9. Medieval monks found a model for creative thinking on the interplay between rumination and concentration.
10. The model reflects the process of thinkers from saints to playwrights, poets to scientists, dancers to artists.
11. Thomas Aquinas used to pray immediately after sleeps, to draw out what to write/dictate the following day.
12. Shakespeare found drama in the space between unconscious imagination and consciously controlled artistry.
13. John Milton drew out so much magic from his incubation chamber that he christened it the 'faculty of fancy.'
14. Thomas Edison slept holding steel balls, and scribbled ideas immediately when awaken by the dropping balls.
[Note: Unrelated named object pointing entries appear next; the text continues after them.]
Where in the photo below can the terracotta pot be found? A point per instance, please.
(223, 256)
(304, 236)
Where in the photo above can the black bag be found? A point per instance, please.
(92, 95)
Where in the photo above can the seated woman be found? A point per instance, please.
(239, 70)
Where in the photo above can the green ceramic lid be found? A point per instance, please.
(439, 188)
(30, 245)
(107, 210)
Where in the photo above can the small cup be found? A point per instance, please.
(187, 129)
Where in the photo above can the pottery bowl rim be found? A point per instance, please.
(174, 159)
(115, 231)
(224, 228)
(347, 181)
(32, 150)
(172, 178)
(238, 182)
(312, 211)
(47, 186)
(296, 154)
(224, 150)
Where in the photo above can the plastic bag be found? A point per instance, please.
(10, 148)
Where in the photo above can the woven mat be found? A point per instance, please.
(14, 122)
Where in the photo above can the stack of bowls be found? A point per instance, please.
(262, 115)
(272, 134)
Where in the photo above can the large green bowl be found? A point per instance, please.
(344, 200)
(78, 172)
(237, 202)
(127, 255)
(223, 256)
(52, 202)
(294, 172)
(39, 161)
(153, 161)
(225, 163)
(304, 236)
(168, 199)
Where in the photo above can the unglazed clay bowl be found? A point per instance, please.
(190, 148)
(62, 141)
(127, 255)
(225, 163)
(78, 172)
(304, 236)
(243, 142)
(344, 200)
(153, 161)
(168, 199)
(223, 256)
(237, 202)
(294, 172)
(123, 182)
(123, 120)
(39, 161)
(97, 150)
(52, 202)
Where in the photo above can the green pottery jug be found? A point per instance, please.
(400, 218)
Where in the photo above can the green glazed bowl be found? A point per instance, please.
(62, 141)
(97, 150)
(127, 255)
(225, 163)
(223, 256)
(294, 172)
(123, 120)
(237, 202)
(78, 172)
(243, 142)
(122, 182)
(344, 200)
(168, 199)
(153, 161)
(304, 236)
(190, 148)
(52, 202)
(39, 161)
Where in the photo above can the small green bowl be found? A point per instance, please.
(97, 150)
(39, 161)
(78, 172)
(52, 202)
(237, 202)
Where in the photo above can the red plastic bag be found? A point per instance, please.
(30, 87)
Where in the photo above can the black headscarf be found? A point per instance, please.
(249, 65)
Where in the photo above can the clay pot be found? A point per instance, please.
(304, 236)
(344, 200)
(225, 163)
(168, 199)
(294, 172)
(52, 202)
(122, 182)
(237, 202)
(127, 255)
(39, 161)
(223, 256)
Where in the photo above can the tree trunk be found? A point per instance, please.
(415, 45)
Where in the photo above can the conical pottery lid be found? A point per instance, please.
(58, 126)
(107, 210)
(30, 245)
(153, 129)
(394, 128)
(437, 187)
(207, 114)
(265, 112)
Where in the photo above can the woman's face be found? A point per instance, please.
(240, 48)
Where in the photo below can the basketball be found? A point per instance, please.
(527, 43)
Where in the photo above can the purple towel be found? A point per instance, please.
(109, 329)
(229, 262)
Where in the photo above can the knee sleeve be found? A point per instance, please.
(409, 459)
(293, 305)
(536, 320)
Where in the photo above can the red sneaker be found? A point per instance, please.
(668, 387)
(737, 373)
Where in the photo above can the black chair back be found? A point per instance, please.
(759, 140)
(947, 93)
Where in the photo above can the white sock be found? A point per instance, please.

15. The dancer Ghislaine Boddington took naps in her studio and danced immediately on waking up to feel them.
16. The painter Max Ernst called incubation a chance encounter of remote realities on a place unfit for neither.
17. The social psychologist Graham Wallas famously articulated the four phases of the creative process in 1926.
18. He called stage one preparation; the initial phase marked by part-research, part-entering the frame of mind.
19. He called stage two incubation; the phase of unconscious processing, between rumination and concentration.
20. He called stage three illumination; here the train of association ends, preceded by several unsuccessful trains.
21. He called stage four verification; this is the phase where the idea is finally validated and given shape/form to.
22. Wallas recognised what creative thinkers knew; that unconscious incubation is the mother chamber of thought.
23. It's useful to recognise, as noted by the psychologist Julian Jaynes, that consciousness is not the seat of reason.
24. Or that, as noted by the cognitive psychologist John Kilhlstrom, consciousness isn't needed for complex thinking.
25. But that thoughts, from reasoning to complex/creative thinking, are constructed in the chamber of unconscious.
26. Which the mind scientist Guy Claxton describes is the mind inside the mind that's off limits to conscious observers.